Oran - Revue de Presse

La présidence de l'UE qualifie de «défensif» le carnage Le génocide continue à Ghaza: 507 morts



« Les grandes métropoles s'affligent quand le camp des réfugiés sourit» disait Mahmoud Darwich. Au neuvième jour de l'agression israélienne, Ghaza, immense série de camp de réfugiés ne sourit pas, les grandes métropoles occidentales sont heureuses. On massacre les «barbares» et la «civilisation» ne fait que se défendre. C'est la présidence tchèque de l'Europe qui l'a dit et aucun responsable arabe ne semble avoir eu l'envie de vomir.

Ghaza continue, malgré l'énorme disproportion des moyens, de tenir au neuvième jour de l'agression israélienne qui a fait intervenir ses chars. Une quarantaine de Palestiniens, surtout des civils, ont été tués hier, dans des tirs des chars et des raids de l'armée israélienne. La plupart des victimes sont des femmes et des enfants. Des combats acharnés se déroulaient dans la région de Jabaliya, dans le nord de la ville et dans le quartier de Zeïtoun, à l'est de Ghaza-ville.

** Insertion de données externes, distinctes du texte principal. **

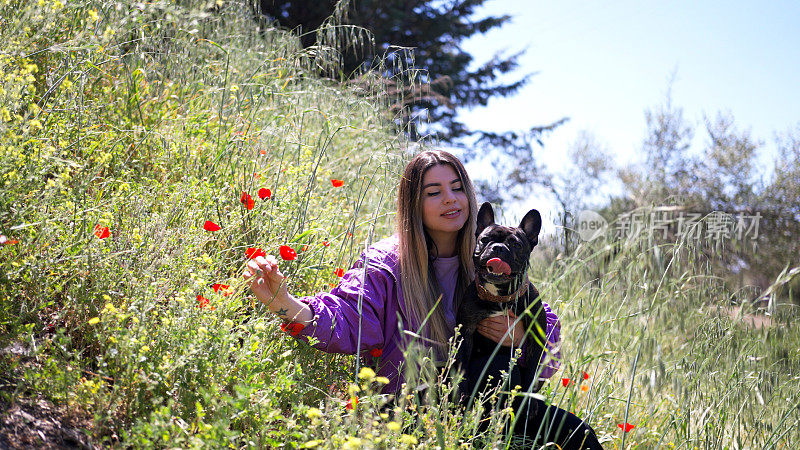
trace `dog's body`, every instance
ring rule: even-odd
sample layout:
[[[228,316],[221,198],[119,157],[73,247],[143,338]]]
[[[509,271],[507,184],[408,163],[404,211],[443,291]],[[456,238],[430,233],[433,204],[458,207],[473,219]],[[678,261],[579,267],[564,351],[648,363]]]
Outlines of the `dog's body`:
[[[494,314],[511,310],[526,330],[524,371],[515,369],[509,385],[537,391],[536,365],[539,363],[547,329],[547,319],[539,292],[528,280],[528,260],[539,242],[542,219],[535,209],[522,219],[520,226],[505,227],[494,223],[491,204],[484,203],[478,212],[477,245],[473,253],[475,282],[470,284],[458,311],[458,323],[464,340],[457,360],[465,372],[462,393],[470,395],[485,387],[486,379],[499,379],[499,371],[507,370],[511,352],[476,333],[478,322]],[[529,367],[533,365],[533,367]]]

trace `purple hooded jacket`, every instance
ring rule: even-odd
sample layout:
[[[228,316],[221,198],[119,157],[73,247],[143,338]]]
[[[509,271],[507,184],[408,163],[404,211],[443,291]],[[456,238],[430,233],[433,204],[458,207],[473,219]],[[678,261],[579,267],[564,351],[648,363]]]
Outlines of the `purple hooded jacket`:
[[[296,337],[305,340],[313,336],[319,341],[315,347],[329,353],[355,354],[360,350],[364,364],[377,366],[377,375],[389,379],[389,384],[383,388],[384,393],[396,392],[403,383],[401,343],[408,338],[404,338],[398,318],[406,330],[416,330],[415,324],[410,323],[404,312],[397,246],[396,235],[376,242],[361,254],[331,292],[298,298],[298,301],[311,308],[314,318]],[[359,297],[362,299],[360,323]],[[547,347],[551,357],[542,357],[547,361],[539,375],[542,380],[550,378],[558,370],[558,343],[561,337],[558,317],[549,305],[543,305],[547,316]],[[526,363],[522,361],[520,364],[530,366]]]

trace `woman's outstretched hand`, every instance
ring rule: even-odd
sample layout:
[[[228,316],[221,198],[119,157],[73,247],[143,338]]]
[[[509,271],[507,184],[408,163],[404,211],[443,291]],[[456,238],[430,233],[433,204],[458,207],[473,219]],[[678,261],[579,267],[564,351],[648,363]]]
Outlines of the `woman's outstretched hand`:
[[[511,344],[519,347],[525,340],[525,327],[522,325],[522,321],[514,324],[515,321],[517,321],[517,316],[513,311],[487,317],[478,322],[478,333],[504,347],[510,347]]]
[[[278,261],[272,255],[251,259],[247,262],[247,269],[244,271],[244,279],[245,281],[250,280],[250,289],[253,290],[253,294],[267,306],[270,306],[275,300],[280,302],[289,296],[289,291],[286,290],[286,285],[283,283],[284,278],[278,268]]]
[[[297,301],[286,289],[285,277],[274,256],[259,256],[248,261],[243,277],[250,282],[256,298],[281,319],[302,323],[312,320],[308,306]]]

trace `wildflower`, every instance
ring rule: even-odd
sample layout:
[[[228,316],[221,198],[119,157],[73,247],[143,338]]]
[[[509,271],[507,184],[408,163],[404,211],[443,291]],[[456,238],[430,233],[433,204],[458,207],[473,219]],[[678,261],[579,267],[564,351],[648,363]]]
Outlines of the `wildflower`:
[[[417,445],[417,438],[410,434],[400,436],[400,443],[405,445]]]
[[[586,384],[586,383],[581,383],[581,391],[588,392],[589,391],[589,385]]]
[[[372,355],[374,358],[380,358],[381,355],[383,355],[383,349],[373,348],[372,350],[369,351],[369,354]]]
[[[261,149],[261,151],[260,151],[260,152],[258,152],[258,153],[259,153],[260,155],[262,155],[262,156],[263,156],[263,155],[266,155],[266,154],[267,154],[267,151],[266,151],[266,150],[264,150],[264,149]]]
[[[389,379],[386,377],[376,377],[375,381],[377,381],[380,384],[389,384]]]
[[[364,443],[361,441],[361,438],[357,438],[355,436],[350,436],[344,442],[344,445],[342,446],[342,448],[344,448],[346,450],[350,450],[350,449],[353,449],[353,448],[361,448],[363,445],[364,445]]]
[[[332,179],[331,184],[333,185],[333,187],[342,187],[344,186],[344,181]]]
[[[358,372],[358,378],[361,378],[362,380],[371,380],[375,378],[375,371],[369,367],[362,367]]]
[[[342,269],[341,267],[337,267],[336,270],[333,271],[333,274],[341,278],[344,276],[344,269]]]
[[[583,372],[583,379],[584,380],[588,380],[589,379],[589,374],[586,373],[586,372]]]
[[[255,200],[253,197],[250,197],[250,194],[247,192],[242,191],[241,197],[239,197],[239,201],[247,208],[247,210],[251,210],[256,206]]]
[[[306,417],[308,417],[309,419],[312,420],[319,419],[321,416],[322,416],[322,411],[320,411],[317,408],[308,408],[308,411],[306,411]]]
[[[100,239],[105,239],[111,236],[111,231],[109,231],[108,227],[101,227],[98,223],[94,226],[94,235]]]
[[[16,239],[9,239],[5,234],[0,234],[0,245],[14,245],[19,243]]]
[[[627,433],[633,429],[633,425],[629,424],[628,422],[618,423],[617,426],[622,430],[623,433]]]
[[[219,231],[222,229],[219,225],[215,224],[210,220],[206,220],[206,223],[203,224],[203,229],[206,231]]]
[[[233,289],[231,289],[231,287],[228,286],[227,284],[214,283],[214,285],[211,286],[211,288],[214,289],[214,292],[218,294],[220,293],[220,291],[222,291],[221,293],[223,297],[227,297],[233,294]]]
[[[281,253],[281,258],[283,258],[286,261],[292,261],[295,258],[297,258],[297,252],[288,245],[281,245],[279,250]]]
[[[323,246],[323,247],[330,247],[330,246],[331,246],[331,243],[330,243],[330,242],[328,242],[328,241],[322,241],[322,246]]]
[[[354,395],[352,398],[350,398],[350,400],[347,401],[345,408],[356,409],[356,406],[358,406],[358,396]]]
[[[259,256],[267,256],[266,252],[258,247],[248,247],[247,250],[245,250],[244,255],[249,259],[255,259]]]
[[[561,379],[561,384],[563,384],[563,385],[564,385],[564,387],[567,387],[567,386],[569,386],[570,384],[572,384],[572,380],[570,380],[569,378],[562,378],[562,379]]]
[[[300,334],[301,331],[303,331],[303,328],[305,327],[306,326],[303,325],[302,323],[297,323],[297,322],[282,323],[281,331],[283,331],[284,333],[289,333],[292,336],[297,336],[298,334]]]
[[[197,305],[198,308],[208,307],[208,309],[210,309],[211,311],[216,309],[213,306],[211,306],[211,301],[209,299],[203,297],[202,295],[198,295],[197,296],[197,303],[198,303],[198,305]]]
[[[306,250],[308,250],[308,246],[307,245],[304,245],[303,248],[300,249],[301,252],[304,252]]]
[[[272,198],[272,191],[267,188],[261,188],[258,190],[258,198],[261,200],[264,200],[265,198],[270,199]]]
[[[98,323],[100,323],[99,317],[92,317],[91,319],[89,319],[89,325],[97,325]]]
[[[253,178],[259,179],[259,178],[261,178],[261,174],[258,173],[258,172],[253,172]]]
[[[400,431],[400,424],[397,422],[389,422],[386,424],[386,428],[388,428],[389,431]]]

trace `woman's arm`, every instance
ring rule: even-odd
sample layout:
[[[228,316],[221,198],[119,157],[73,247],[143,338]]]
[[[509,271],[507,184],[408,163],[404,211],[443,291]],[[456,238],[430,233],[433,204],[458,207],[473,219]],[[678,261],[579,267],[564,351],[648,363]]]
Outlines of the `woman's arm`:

Israël a reconnu qu'un des ses soldats a été tué et 30 autres blessés dans l'offensive terrestre. Dans l'après-midi, 5 Palestiniens d'une même famille, dont une fille de 14 ans, ont été tués par un obus israélien tiré sur leur voiture par un des chars. Au total, 40 Palestiniens ont été tués, dont au moins 17 civils, portant à 507 le nombre de tués depuis le début des attaques israéliennes, le 27 décembre, selon le chef des services d'urgences, le Dr Mouawiya Hassanein. Plus 2.500 personnes ont été blessées. Les différents groupes mouvements palestiniens résistent avec courage et détermination à l'entrée des troupes terrestres israéliennes soutenues par d'intenses bombardements, par air et par mer. Malgré la pression militaire israélienne qui cherche à couper le territoire de Ghaza en trois zones, les résistants palestiniens ont tiré plus de 45 roquettes sur le territoire israélien.